Uno degli snodi centrali del film è il modo in cui l’era dei social network amplifica la solitudine e al contempo crea illusioni di connessione. Balthazar posta, commenta, va in diretta, ma il feed non corrisponde al vissuto. Solomon naviga tra meme, troll, chat oscure, e tutta la tensione cresce in una bolla virtuale in cui la performance sostituisce il dialogo. La visibilità può diventare panacea e trappola: da una parte la voglia d’essere riconosciuti, dall’altra l’ossessione di esserci sempre, con il rischio di precipitare in un realtà parallela. In un ambiente dove una scuola è già attrezzata per un eventuale amok-sparatoria la solitudine giovanile diventa potenziale detonatore.
In questo senso la questione delle armi non è tema secondario: diventa metafora e realtà.
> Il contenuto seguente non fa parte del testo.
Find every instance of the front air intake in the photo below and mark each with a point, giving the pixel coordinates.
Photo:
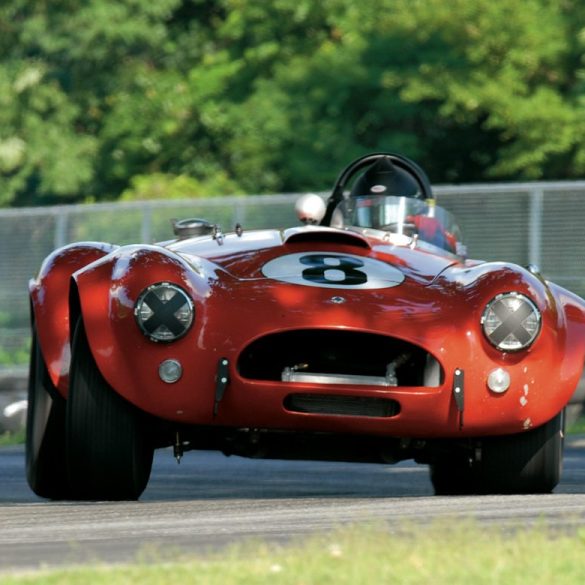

Nell’America del film le armi sono facili da reperire, La ricchezza non cura l’abbandono, la povertà non immunizza dal desiderio di esplosione. Le scuole sono ormai abituate a gestire “lockdown drills”, cioè esercitazioni anti-sparatoria. In ogni istituto esiste un “school safety office” o un “safety officer”: una figura o un reparto dedicato alla sicurezza interna, spesso in collaborazione con la polizia e i ragazzi vengono addestrati a reagire a un’eventuale sparatoria.
In una società che ha smarrito il senso della realtà: la vita è individuale, privata, visibile-immagine. E quando il legame sociale, l’empatia, la socialità vengono meno, l’arma diventa l’ultimo strumento della manifestazione individuale.
Cosa significa essere visti? Cosa vuol dire contare? Qual è il valore dell’altro quando l’altro è un’entità digitale? Quale spazio rimane per la vulnerabilità, per l’errore, per l’affetto? Balthazar e Solomon, ciascuno a modo suo, ci sono dentro: il primo cerca di dimostrare di essere “eroe”, l’altro contempla la distruzione come via per l’esser visto. Il bambino ricco e il ragazzo povero diventano due poli di una stessa condizione di disaffezione: l’una meno visibile ma ugualmente pericolosa.
Un film sulla “gioventù” americana: frammenti di classe, frammenti di identità, frammenti di realtà. La ricchezza non assorbe la solitudine, la povertà amplifica il rischio. I social costruiscono l’illusione del legame e la disponibilità di armi struttura la possibilità della tragedia. Non è un film moralista in modo didascalico, ma una riflessione amara: la “cultura del trauma” diventa sistema, la visibilità diventa merce, l’isolamento una condizione diffusa.
Il film colpisce per la sua lucidità nel guardare l’America contemporanea senza accomodamenti: la regia nervosa, l’ambientazione che va da Manhattan ai trailer-park del Texas, l’uso costante del linguaggio digitale e delle chat, rendono la rappresentazione verosimile e disturbante. Ma non è solo “cronaca”, è discorso: cosa stiamo diventando quando la connessione è un feed, la riconoscenza un like, e la presenza un commento? Quando la “scuola protetta” può comunque essere teatro di una strage appare come paradosso logico – ma anche morale.
E se il titolo dichiara “eroe”, ci si chiede: chi è l’eroe oggi? Colui che riprende per Instagram la sua protesta? Colui che minaccia la violenza per essere finalmente “veduto”? Il film rovescia ingenuamente l’immagine del teenager attivo e virale e mostra che, dietro l’eroe del feed, c’è un corpo solo, abbandonato, spaventato. Che la forza dirompente può essere orientata verso il bene – o verso l’annullamento.
L'America non è una democrazia, è un'oligarchia con un pizzico di democrazia per calmare le masse.